I’m so pathetic, staring into a void I’ve convinced myself, are your eyes.
I’m so pathetic, sitting by myself, scrolling searching your name on everything my this screen contains.
Memories thrown in my face, your voice catches me off guard.
No safety net this time, no one to comfort me, but the sound of you calling me your love.
I’m so pathetic, the uber driver- he knows the roads better than I do, yet I challenge him.
On the edge of my seat, passing through the streets where you’d walk a bed of lies ahead of me. The grocery store I’d run to, in the middle of a storm, simply to see your face light up as you’d come home from work, knowing you’d have a plate full of what you’d asked for.

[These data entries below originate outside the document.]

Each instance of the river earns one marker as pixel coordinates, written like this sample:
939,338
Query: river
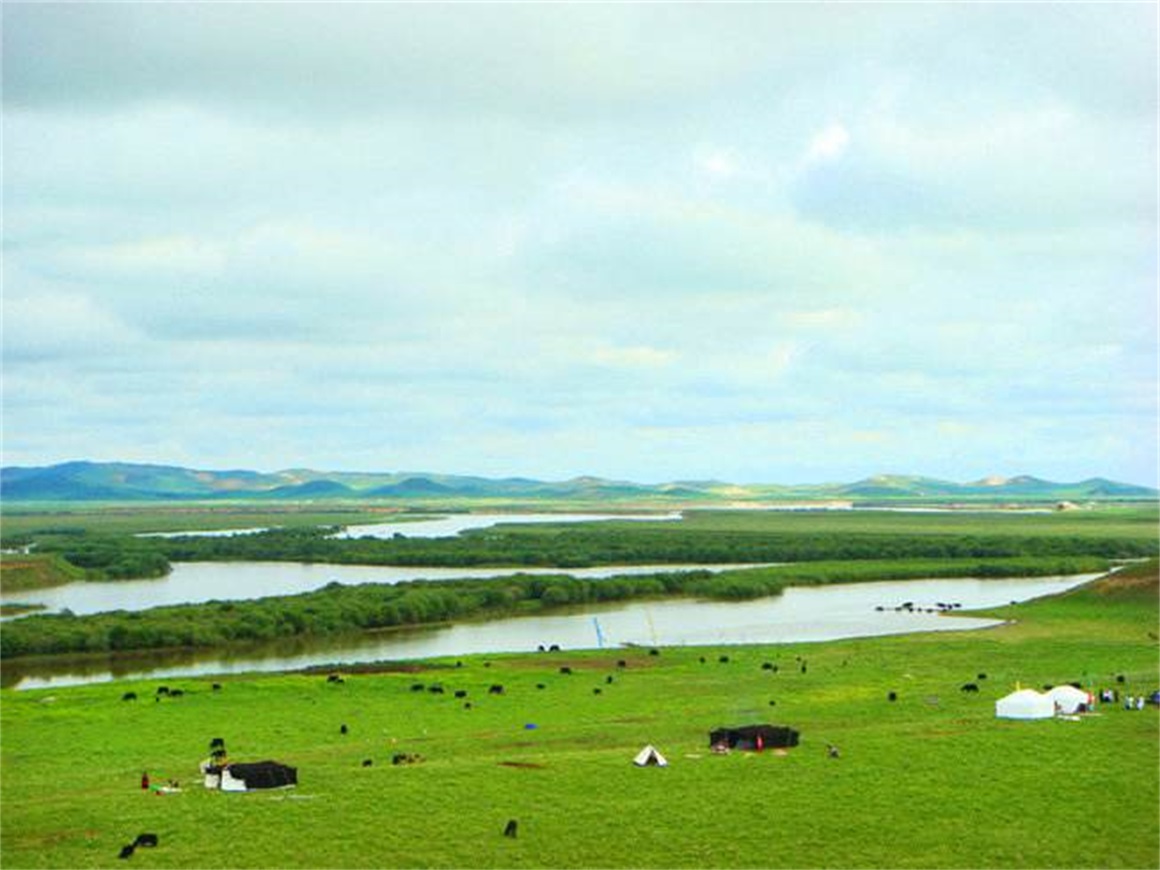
800,614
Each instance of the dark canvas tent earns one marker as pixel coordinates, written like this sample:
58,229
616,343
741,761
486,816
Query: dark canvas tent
258,775
754,737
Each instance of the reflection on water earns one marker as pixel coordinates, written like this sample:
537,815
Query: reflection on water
800,614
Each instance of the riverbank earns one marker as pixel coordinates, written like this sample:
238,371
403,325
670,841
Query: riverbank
908,771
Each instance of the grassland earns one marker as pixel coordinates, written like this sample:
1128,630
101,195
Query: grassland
932,780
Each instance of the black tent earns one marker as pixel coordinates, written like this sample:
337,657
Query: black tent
258,775
754,737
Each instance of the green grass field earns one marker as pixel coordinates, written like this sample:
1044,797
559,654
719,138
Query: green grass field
932,781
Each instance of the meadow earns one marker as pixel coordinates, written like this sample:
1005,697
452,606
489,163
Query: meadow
932,780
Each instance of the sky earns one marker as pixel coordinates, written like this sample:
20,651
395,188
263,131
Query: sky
759,243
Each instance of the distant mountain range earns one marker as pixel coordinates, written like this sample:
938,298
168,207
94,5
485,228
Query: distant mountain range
127,481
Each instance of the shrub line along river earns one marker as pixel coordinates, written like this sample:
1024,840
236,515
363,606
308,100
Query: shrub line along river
799,614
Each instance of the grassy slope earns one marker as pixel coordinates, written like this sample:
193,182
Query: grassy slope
933,780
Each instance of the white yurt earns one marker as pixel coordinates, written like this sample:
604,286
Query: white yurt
1026,704
649,756
1068,698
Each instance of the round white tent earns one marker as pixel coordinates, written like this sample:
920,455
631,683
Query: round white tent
1068,698
1026,704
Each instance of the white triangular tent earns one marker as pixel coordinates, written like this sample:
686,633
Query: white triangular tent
1068,698
649,755
1026,704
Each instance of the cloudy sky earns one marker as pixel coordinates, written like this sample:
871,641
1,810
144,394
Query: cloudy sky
759,243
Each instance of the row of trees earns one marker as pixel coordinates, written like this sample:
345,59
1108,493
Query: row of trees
336,609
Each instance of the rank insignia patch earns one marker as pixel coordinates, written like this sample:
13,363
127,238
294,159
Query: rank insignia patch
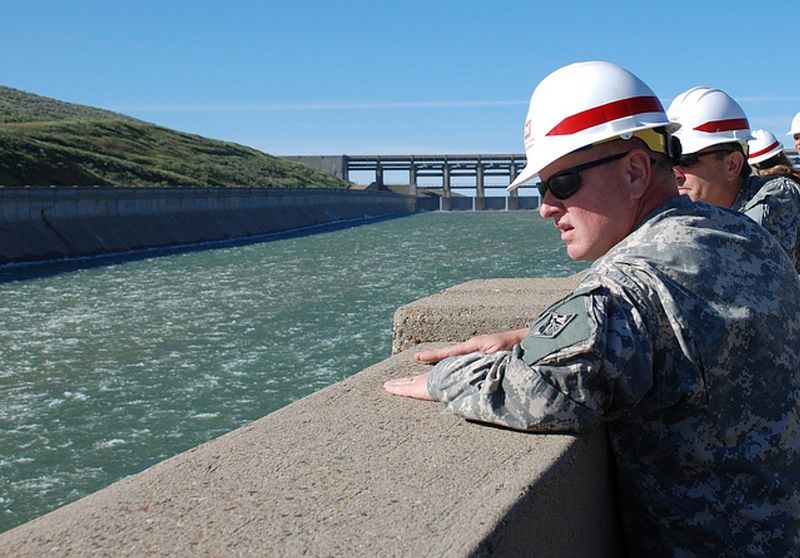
553,325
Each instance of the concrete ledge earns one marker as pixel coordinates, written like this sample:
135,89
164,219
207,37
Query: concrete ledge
353,471
349,471
476,307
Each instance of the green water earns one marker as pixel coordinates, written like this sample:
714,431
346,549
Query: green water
107,370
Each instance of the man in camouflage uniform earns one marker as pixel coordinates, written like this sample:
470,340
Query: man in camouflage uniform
714,137
682,338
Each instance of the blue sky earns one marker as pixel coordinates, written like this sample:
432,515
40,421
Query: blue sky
367,77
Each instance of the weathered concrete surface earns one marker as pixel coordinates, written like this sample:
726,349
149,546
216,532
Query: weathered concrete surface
476,307
352,471
48,223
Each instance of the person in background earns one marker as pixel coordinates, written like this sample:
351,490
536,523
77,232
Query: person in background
670,340
794,131
713,166
766,156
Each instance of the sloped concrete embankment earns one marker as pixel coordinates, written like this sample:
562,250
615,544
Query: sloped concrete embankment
47,223
353,471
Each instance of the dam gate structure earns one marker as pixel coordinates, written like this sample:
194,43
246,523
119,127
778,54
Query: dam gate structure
443,169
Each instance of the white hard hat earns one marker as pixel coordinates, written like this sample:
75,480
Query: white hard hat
582,104
795,129
708,117
763,147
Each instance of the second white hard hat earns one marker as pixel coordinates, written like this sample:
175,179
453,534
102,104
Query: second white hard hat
581,104
764,146
708,117
795,129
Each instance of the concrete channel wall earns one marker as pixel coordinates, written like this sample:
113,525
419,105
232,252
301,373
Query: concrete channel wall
48,223
353,471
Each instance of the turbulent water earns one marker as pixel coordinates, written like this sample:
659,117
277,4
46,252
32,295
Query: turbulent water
105,370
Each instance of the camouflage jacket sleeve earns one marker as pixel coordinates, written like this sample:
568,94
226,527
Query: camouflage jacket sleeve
776,207
587,358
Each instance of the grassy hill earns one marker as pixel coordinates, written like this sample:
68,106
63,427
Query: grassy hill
46,142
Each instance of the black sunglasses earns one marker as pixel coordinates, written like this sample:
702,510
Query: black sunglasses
691,159
566,183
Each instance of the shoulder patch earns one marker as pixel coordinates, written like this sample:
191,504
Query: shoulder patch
562,325
553,325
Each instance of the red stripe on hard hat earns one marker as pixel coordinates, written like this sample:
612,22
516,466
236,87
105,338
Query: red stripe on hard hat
724,125
765,150
606,113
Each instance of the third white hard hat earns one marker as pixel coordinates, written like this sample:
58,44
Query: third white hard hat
585,103
764,146
708,117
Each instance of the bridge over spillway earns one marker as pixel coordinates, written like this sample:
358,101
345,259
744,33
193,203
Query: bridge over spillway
445,170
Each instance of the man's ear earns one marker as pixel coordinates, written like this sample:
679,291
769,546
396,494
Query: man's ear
733,165
639,170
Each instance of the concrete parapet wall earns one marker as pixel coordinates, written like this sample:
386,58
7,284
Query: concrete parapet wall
475,308
353,471
47,223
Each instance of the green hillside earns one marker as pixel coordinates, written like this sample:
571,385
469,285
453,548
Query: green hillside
46,142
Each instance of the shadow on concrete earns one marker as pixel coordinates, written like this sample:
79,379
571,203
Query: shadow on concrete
46,268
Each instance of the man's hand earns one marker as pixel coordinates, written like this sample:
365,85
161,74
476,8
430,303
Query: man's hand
415,386
482,343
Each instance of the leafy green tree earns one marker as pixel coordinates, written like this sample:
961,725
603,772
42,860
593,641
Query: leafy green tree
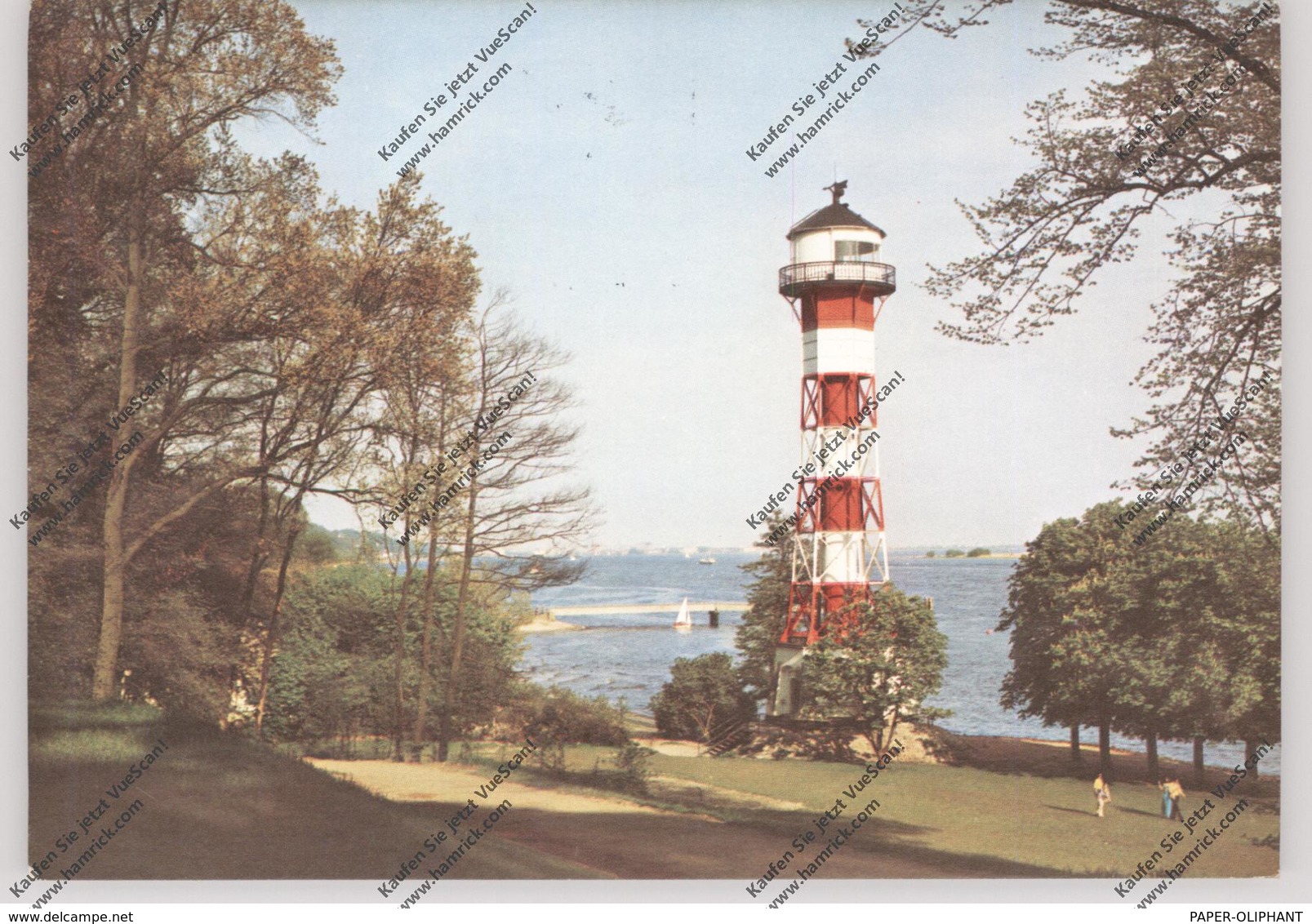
1065,634
878,666
700,699
1249,630
767,615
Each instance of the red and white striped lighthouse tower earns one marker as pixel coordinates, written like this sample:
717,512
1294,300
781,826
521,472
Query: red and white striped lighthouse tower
838,287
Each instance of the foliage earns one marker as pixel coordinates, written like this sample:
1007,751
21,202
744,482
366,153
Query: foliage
1079,207
877,664
317,546
633,762
558,716
702,697
333,671
767,615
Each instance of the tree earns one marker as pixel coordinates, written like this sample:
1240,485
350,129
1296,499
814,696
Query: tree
767,615
114,209
1081,205
1065,637
514,502
1134,638
878,666
700,699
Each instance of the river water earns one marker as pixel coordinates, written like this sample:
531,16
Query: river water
630,655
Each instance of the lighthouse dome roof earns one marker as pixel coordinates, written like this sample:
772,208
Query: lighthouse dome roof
834,215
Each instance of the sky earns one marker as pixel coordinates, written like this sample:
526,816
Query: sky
605,187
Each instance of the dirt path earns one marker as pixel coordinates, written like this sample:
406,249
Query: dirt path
454,784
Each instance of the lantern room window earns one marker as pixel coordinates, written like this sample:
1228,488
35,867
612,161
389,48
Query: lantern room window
849,251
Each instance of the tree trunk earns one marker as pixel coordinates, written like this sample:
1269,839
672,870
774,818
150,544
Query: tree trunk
425,659
453,676
116,495
398,673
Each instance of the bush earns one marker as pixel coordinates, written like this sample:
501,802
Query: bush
557,716
631,762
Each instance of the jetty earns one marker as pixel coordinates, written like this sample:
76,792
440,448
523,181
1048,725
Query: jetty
634,609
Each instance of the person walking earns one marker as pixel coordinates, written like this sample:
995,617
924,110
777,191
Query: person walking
1177,793
1101,792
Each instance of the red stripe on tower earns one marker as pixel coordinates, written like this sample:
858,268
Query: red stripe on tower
838,287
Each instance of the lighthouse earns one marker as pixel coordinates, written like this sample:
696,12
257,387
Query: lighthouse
838,285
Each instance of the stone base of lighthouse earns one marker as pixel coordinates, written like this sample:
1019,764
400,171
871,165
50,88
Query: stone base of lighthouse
788,680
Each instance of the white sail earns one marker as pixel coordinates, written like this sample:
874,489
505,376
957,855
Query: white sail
684,620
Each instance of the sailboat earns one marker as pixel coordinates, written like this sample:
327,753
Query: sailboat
684,621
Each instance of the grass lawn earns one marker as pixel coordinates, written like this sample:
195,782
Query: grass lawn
966,815
220,806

If I could catch a glimpse of you one more time, make it hopefully “not the last,” I’d give anything. The smile that photosynthesised on your face, kept me satisfied. for hours, for days, for weeks, for months, a year.
But my increased appetite seemed to have upset you.
And so I starved myself. And you seemed to like me better.
Some days I’d surprise you, some days you’d think of surprising me. And so I’d patiently wait for the day you would do what you said, suns set, suns rose.
Celestial events passed, you witnessed with people who were not me, as I waited hours on end, on your tattered couch- your, our little pawed babies in my arms. I was so pathetic, speaking into their ears, crying in their arms, every time you’d walk out on me.
Every time you’d throw what was in your grip. Every time you’d raise your voice, every time you didn’t care to ask if you hurt me.
Because in your head, you’d forget.
All you’d want to keep me safe from were the people who could hurt me.
In your head, you’d forget.
That the one person who could hurt me the most, was you.